The chapter explains the distinction between classical bits and quantum bits (qubits). A qubit can be prepared in one of two non‑orthogonal bases (commonly denoted X and Z). Measuring a qubit in the wrong basis yields a random outcome and irreversibly collapses the original state. This “measurement‑induced disturbance” is illustrated with a vivid analogy of a box with two doors: opening the correct door reveals the stored color, while opening the wrong door randomizes it. The no‑cloning theorem is introduced to show that an unknown qubit cannot be perfectly copied because any attempt to read it inevitably disturbs it. This property underpins the security of quantum key distribution (QKD).

The core protocol, BB84, is described in detail. Alice generates a random bit string and encodes each bit onto a photon using either the horizontal/vertical polarization basis or the diagonal (+45°/‑45°) basis, chosen at random. Bob receives the photons and, also at random, selects one of the two measurement bases using interchangeable polarizing beam splitters. After transmission, Alice and Bob announce over an authenticated public channel which bases they used for each photon, discarding all bits where the bases differed. The remaining “sifted key” is shared with high probability of agreement, provided no eavesdropping occurred.
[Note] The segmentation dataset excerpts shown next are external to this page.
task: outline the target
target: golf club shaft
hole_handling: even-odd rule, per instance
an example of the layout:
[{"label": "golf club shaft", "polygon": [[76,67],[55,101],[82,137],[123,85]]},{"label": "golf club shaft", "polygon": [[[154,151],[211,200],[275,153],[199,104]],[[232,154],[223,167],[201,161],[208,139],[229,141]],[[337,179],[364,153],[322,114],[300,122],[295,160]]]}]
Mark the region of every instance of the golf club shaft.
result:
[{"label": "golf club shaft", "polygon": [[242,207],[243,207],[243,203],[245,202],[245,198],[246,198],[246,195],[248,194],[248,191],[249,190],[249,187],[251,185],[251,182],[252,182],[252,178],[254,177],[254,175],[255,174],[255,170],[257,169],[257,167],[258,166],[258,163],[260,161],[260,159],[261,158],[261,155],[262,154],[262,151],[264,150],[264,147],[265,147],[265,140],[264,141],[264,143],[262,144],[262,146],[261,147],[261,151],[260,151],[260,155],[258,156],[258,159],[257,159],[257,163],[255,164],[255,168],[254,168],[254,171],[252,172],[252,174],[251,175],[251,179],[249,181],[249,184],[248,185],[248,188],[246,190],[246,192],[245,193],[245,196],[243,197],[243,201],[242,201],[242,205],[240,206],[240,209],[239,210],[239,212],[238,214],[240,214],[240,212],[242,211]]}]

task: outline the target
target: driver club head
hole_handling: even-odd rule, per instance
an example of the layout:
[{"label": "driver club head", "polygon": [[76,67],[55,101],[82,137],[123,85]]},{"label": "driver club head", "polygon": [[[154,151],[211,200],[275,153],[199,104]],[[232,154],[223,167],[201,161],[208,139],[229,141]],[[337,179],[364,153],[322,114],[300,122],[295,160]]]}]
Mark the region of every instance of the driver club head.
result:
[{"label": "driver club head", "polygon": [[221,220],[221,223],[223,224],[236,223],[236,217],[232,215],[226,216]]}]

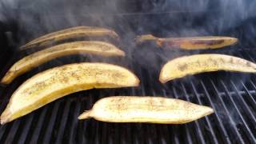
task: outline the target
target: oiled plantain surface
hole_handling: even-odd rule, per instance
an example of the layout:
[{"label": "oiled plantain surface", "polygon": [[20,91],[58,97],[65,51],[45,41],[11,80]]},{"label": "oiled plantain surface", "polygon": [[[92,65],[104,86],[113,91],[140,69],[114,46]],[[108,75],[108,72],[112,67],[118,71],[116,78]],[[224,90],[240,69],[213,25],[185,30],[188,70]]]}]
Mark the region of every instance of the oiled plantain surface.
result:
[{"label": "oiled plantain surface", "polygon": [[2,114],[4,124],[70,94],[93,88],[138,86],[138,78],[122,66],[106,63],[74,63],[39,73],[12,94]]},{"label": "oiled plantain surface", "polygon": [[122,50],[104,42],[78,41],[60,44],[20,59],[10,67],[1,80],[1,83],[9,84],[17,77],[54,58],[76,54],[91,54],[104,57],[125,56]]},{"label": "oiled plantain surface", "polygon": [[165,83],[186,75],[218,70],[255,73],[256,64],[246,59],[226,54],[183,56],[165,64],[161,70],[159,80],[162,83]]},{"label": "oiled plantain surface", "polygon": [[214,113],[210,107],[162,97],[114,96],[98,100],[78,119],[110,122],[186,123]]}]

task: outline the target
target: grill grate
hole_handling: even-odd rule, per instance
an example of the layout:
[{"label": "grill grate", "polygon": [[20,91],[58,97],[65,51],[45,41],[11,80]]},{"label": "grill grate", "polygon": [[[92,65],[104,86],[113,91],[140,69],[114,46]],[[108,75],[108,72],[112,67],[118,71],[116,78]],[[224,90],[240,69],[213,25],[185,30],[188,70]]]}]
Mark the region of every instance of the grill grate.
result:
[{"label": "grill grate", "polygon": [[[253,50],[234,54],[253,62],[255,62],[253,58],[256,52]],[[157,71],[139,68],[135,63],[130,64],[130,67],[141,78],[138,88],[91,90],[70,94],[13,122],[1,126],[0,142],[256,142],[254,74],[208,73],[161,85],[157,82]],[[217,78],[214,79],[214,76]],[[224,77],[226,78],[222,78]],[[7,93],[14,87],[2,88],[1,94]],[[122,124],[77,119],[82,110],[90,109],[98,99],[110,95],[171,96],[211,106],[215,113],[184,125]],[[7,100],[7,96],[6,100],[2,100],[1,111],[5,108]]]}]

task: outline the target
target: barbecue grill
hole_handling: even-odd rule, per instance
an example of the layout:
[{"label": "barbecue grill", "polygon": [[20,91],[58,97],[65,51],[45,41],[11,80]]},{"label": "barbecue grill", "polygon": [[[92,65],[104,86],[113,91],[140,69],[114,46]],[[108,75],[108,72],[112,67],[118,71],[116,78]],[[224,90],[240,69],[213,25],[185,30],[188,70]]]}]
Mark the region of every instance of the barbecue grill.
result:
[{"label": "barbecue grill", "polygon": [[[76,26],[114,30],[125,58],[74,55],[57,58],[0,87],[0,112],[26,79],[49,68],[78,62],[123,66],[141,80],[138,87],[90,90],[70,94],[0,126],[0,143],[256,143],[256,75],[212,72],[158,82],[163,64],[192,54],[226,54],[256,62],[256,17],[253,2],[222,1],[20,1],[0,2],[1,78],[31,51],[21,45],[49,32]],[[2,7],[1,7],[2,6]],[[242,8],[242,10],[241,10]],[[245,11],[242,11],[245,10]],[[244,13],[241,13],[244,12]],[[239,42],[219,50],[164,50],[136,35],[159,37],[226,35]],[[215,113],[183,125],[110,123],[78,116],[98,99],[113,95],[180,98],[212,107]]]}]

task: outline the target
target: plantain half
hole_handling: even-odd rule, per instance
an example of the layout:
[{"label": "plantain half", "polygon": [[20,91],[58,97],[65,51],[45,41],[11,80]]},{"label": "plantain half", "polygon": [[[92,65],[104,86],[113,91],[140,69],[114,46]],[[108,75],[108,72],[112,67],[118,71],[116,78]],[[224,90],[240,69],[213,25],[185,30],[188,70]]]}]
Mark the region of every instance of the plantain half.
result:
[{"label": "plantain half", "polygon": [[81,37],[110,37],[118,39],[119,36],[112,30],[94,26],[77,26],[71,27],[59,31],[50,33],[48,34],[35,38],[26,45],[20,47],[21,50],[26,50],[37,46],[46,46],[53,42],[59,42],[64,39],[77,38]]},{"label": "plantain half", "polygon": [[194,54],[169,61],[162,68],[159,80],[170,80],[203,72],[226,70],[255,73],[256,64],[246,59],[225,54]]},{"label": "plantain half", "polygon": [[12,94],[1,124],[26,115],[70,94],[93,88],[138,86],[138,78],[122,66],[106,63],[74,63],[39,73]]},{"label": "plantain half", "polygon": [[238,39],[230,37],[202,36],[187,38],[157,38],[151,34],[138,36],[136,42],[142,43],[154,41],[159,47],[180,48],[184,50],[218,49],[235,44]]},{"label": "plantain half", "polygon": [[9,84],[18,76],[54,58],[76,54],[92,54],[102,56],[125,56],[125,53],[115,46],[98,41],[78,41],[57,45],[30,54],[15,62],[1,80],[1,83]]},{"label": "plantain half", "polygon": [[98,101],[78,119],[94,118],[110,122],[186,123],[214,113],[210,107],[161,98],[115,96]]}]

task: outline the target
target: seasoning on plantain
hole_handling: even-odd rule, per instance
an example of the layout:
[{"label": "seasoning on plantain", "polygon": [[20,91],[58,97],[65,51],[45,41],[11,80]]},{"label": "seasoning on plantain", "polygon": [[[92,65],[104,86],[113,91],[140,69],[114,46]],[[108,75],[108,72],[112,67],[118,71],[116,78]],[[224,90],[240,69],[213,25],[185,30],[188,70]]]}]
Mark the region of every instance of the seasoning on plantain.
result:
[{"label": "seasoning on plantain", "polygon": [[34,46],[46,46],[51,42],[57,42],[65,39],[83,37],[110,37],[114,39],[119,39],[119,36],[112,30],[82,26],[71,27],[41,36],[21,46],[19,50],[23,50]]},{"label": "seasoning on plantain", "polygon": [[114,96],[98,100],[78,119],[109,122],[182,124],[214,113],[210,107],[162,97]]},{"label": "seasoning on plantain", "polygon": [[137,43],[153,41],[159,47],[180,48],[184,50],[218,49],[234,45],[238,42],[235,38],[221,36],[202,36],[187,38],[157,38],[151,34],[138,36]]},{"label": "seasoning on plantain", "polygon": [[93,88],[138,86],[138,78],[122,66],[106,63],[74,63],[39,73],[12,94],[1,124],[26,115],[70,94]]},{"label": "seasoning on plantain", "polygon": [[186,75],[226,70],[255,73],[256,64],[246,59],[225,54],[194,54],[169,61],[162,68],[159,80],[165,83]]},{"label": "seasoning on plantain", "polygon": [[15,62],[2,78],[1,83],[9,84],[19,75],[54,58],[76,54],[125,56],[125,53],[115,46],[104,42],[78,41],[60,44],[30,54]]}]

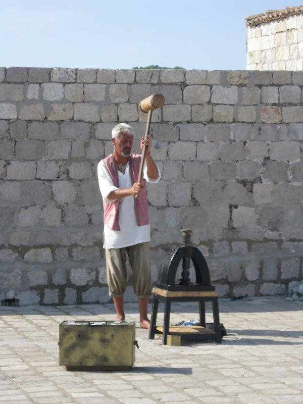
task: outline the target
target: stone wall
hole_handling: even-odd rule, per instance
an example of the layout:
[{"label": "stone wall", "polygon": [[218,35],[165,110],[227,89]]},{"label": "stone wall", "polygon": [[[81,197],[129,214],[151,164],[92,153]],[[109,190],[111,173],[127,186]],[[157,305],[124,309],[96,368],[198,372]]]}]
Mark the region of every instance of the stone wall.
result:
[{"label": "stone wall", "polygon": [[96,168],[118,121],[139,151],[155,92],[154,281],[190,228],[220,296],[285,293],[302,279],[302,86],[290,71],[0,68],[1,298],[109,300]]},{"label": "stone wall", "polygon": [[303,6],[246,19],[247,70],[303,70]]}]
Eavesdropping is modeled by an adversary Eve who intercepts photons and measures them. Because Eve does not know the basis, she guesses correctly only half the time; the other half the time she introduces errors that raise the quantum bit error rate (QBER). Alice and Bob estimate QBER by publicly comparing a random subset of the sifted key. If the error rate exceeds a predetermined threshold, they abort the session; otherwise they proceed.

Practical implementations are discussed next. Real devices—single‑photon sources, optical fibers or free‑space channels, polarizing beam splitters, and single‑photon detectors—are imperfect. Photon loss, detector dark counts, and misalignment of measurement bases cause a baseline QBER of a few percent even in the absence of an attacker. Consequently, the protocol must assume the worst case: all observed errors could be due to eavesdropping.
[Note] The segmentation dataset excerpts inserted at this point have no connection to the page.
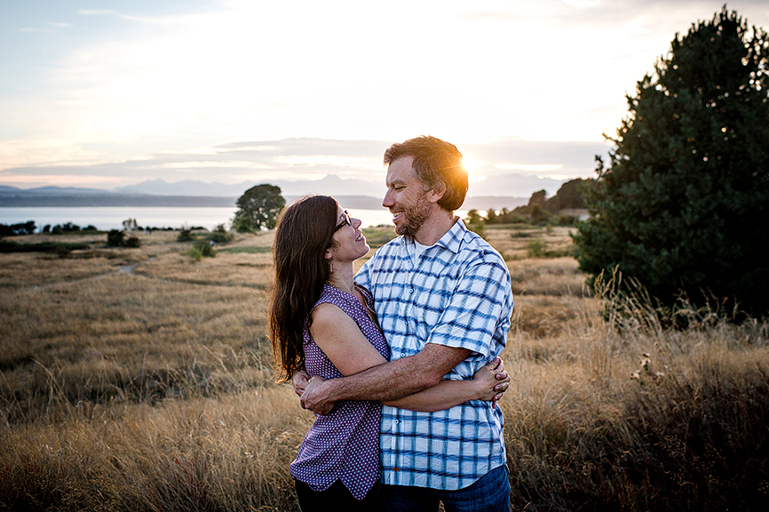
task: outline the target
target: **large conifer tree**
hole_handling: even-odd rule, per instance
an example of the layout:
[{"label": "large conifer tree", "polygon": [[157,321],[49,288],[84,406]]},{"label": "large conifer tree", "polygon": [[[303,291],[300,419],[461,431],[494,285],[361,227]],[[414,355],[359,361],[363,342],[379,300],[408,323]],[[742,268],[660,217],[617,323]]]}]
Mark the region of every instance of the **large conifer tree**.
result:
[{"label": "large conifer tree", "polygon": [[617,268],[662,303],[736,300],[769,311],[769,40],[725,6],[677,34],[628,96],[589,220],[580,268]]}]

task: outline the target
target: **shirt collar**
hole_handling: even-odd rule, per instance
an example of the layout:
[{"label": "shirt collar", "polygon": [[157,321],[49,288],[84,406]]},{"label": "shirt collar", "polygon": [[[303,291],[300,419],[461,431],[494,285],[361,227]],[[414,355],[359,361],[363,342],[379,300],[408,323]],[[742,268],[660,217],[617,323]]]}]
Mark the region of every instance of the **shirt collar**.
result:
[{"label": "shirt collar", "polygon": [[[434,244],[434,245],[438,245],[456,254],[459,252],[462,241],[464,239],[464,235],[467,233],[468,229],[464,227],[464,222],[462,221],[462,219],[457,217],[456,222],[454,223],[451,229],[447,231],[446,234]],[[414,238],[410,236],[401,236],[400,243],[405,247],[407,244],[413,244]]]}]

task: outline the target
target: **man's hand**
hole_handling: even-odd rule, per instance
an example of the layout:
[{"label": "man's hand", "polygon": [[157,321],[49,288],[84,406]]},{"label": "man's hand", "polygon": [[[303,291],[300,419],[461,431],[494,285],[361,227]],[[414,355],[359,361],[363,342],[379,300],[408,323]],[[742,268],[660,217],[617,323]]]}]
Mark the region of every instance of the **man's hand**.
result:
[{"label": "man's hand", "polygon": [[310,374],[304,370],[299,370],[294,376],[291,377],[291,384],[294,385],[294,393],[302,396],[305,389],[307,388],[307,382],[310,381]]},{"label": "man's hand", "polygon": [[[510,387],[510,375],[507,374],[507,372],[504,370],[504,362],[502,360],[502,357],[496,358],[499,361],[499,364],[497,364],[495,368],[492,368],[492,372],[496,372],[496,380],[499,380],[499,384],[494,387],[495,391],[499,391],[496,395],[495,395],[494,398],[492,398],[492,403],[494,406],[496,407],[496,402],[502,398],[502,396],[504,395],[504,392],[507,391],[507,388]],[[491,364],[493,364],[492,361]],[[491,364],[488,364],[490,366]]]},{"label": "man's hand", "polygon": [[328,396],[329,386],[322,377],[313,377],[302,394],[302,408],[316,414],[329,414],[334,409],[334,401]]}]

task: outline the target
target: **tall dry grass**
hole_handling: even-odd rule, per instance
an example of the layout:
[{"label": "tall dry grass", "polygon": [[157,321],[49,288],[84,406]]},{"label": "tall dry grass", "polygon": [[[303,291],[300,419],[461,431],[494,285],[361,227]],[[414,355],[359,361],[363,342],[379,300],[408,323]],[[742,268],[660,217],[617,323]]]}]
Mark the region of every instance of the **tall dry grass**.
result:
[{"label": "tall dry grass", "polygon": [[[765,322],[693,312],[667,330],[643,300],[587,294],[573,260],[487,234],[515,256],[514,510],[763,509]],[[155,235],[0,255],[0,509],[297,509],[288,464],[313,417],[273,381],[269,254],[194,263]]]}]

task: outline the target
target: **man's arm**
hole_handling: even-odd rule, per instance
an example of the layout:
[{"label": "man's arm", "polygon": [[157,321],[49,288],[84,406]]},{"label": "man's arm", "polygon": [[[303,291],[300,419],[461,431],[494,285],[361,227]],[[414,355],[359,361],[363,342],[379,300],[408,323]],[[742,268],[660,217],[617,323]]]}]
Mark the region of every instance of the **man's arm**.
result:
[{"label": "man's arm", "polygon": [[418,354],[329,380],[310,380],[302,407],[328,414],[339,400],[397,400],[435,386],[469,355],[468,348],[428,343]]}]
To obtain a perfectly correlated secret key, Alice and Bob apply classical error‑correction algorithms (e.g., Cascade or LDPC codes) over the public channel, reconciling any discrepancies introduced by device imperfections. This public exchange inevitably leaks some information to Eve, so a final privacy‑amplification step is required. By applying a randomly chosen universal hash function, they compress the reconciled key into a shorter final key about which Eve’s knowledge is negligible (e.g., less than 10⁻⁶ bits). Numerical examples illustrate that with a 4 % QBER, 2000 raw bits can be distilled into 754 secure bits; with an 8 % QBER, only about 105 secure bits remain.

The chapter concludes by emphasizing that while quantum cryptography offers unconditional security in principle, its real‑world security depends on the quality of hardware, accurate error estimation, and robust classical post‑processing. Authentication of the public classical channel, careful management of loss and noise, and ongoing advances in photon‑source and detector technology are essential for scaling QKD to long distances and practical networks. The authors point to emerging directions such as satellite‑based QKD and integrated photonic platforms, suggesting that quantum cryptography is poised to become a cornerstone of future information‑security infrastructures.